Yannick took up his London podium the other night and did a fine job of steering the orchestra through its backing to the not-inconsiderable antics of Christian Lindberg, Swedish trombonist par excellence. Lindberg's performance in a concerto by Sandstrom based on
Don Quixote required him not only to play the instrument but also to execute some superb balletic sautés, shout in Spanish, sing very loudly and strip down to his, er, leopard-spotted leggings. Blimey, guv. Lindberg also transformed a Leopold Mozart rarity from what could have been computer-generated multipurposeclassicaltwaddle to a jewelled butterfly of sweetness.
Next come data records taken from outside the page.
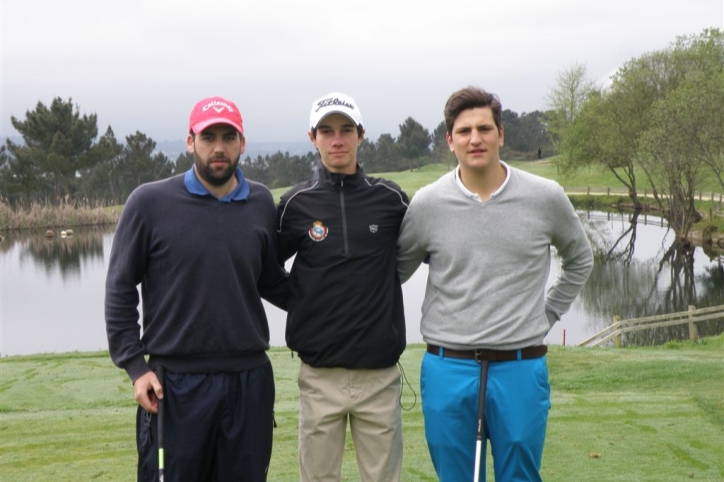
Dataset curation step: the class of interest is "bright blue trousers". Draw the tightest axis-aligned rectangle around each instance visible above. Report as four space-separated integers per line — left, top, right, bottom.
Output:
421 351 550 482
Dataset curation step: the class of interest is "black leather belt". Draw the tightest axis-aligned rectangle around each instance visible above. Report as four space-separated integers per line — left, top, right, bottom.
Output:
426 344 548 362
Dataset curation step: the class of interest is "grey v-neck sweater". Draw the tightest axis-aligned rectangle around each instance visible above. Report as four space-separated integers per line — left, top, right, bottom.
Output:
397 166 593 350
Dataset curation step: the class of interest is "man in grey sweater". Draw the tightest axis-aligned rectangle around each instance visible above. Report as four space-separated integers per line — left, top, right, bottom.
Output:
397 86 593 482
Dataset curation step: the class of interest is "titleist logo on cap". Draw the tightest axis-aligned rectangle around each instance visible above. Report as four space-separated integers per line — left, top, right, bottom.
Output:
202 100 235 113
315 97 355 112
Topping and tailing the Swedish showstopper were two wonderful Ravellian warhorses,
La Valse to start and his orchestration of Mussorgsky's
Pictures at an Exhibition to close.
Yannick is a joy to watch: he moves with grace, enthusiasm and eloquence, the band appears able to follow his beat and he'd memorised
Pictures to perfection. There'll be lots to look forward to from him in future. Yet...
...I couldn't help missing Vladimir in the Mussorgsky. I don't need to tell you, dear readers, that Mussorgsky is one of the darkest of all self-destructive Russian romantics and that there is a demoniac quality to those pictures - the horrible ox-cart with its drunken driver, the disgusting antisemitism of the wheedling trumpet solo, the witch herself flying from the chicken-legged hut...and the towering Great Gate of Kiev is an idealised vision of something that never matched up to its plan (I've seen the real thing, and it is quite sad by comparison). But the other night we enjoyed a sort of musical stroll through the National Gallery's impressionism section, relaxed and very colourful, but not remotely disturbing. I could nearly taste the choc-ice. It was nice. Very nice. Too nice.
One final moment to remember: our own Tomcat, not being required for the Leopold Mozart, was backstage munching a sandwich, lost track of the time and wasn't quite expecting to see the orchestral manager hunting for him with a cattle prod. He ended up receiving a round of applause to himself before the Sandstrom began.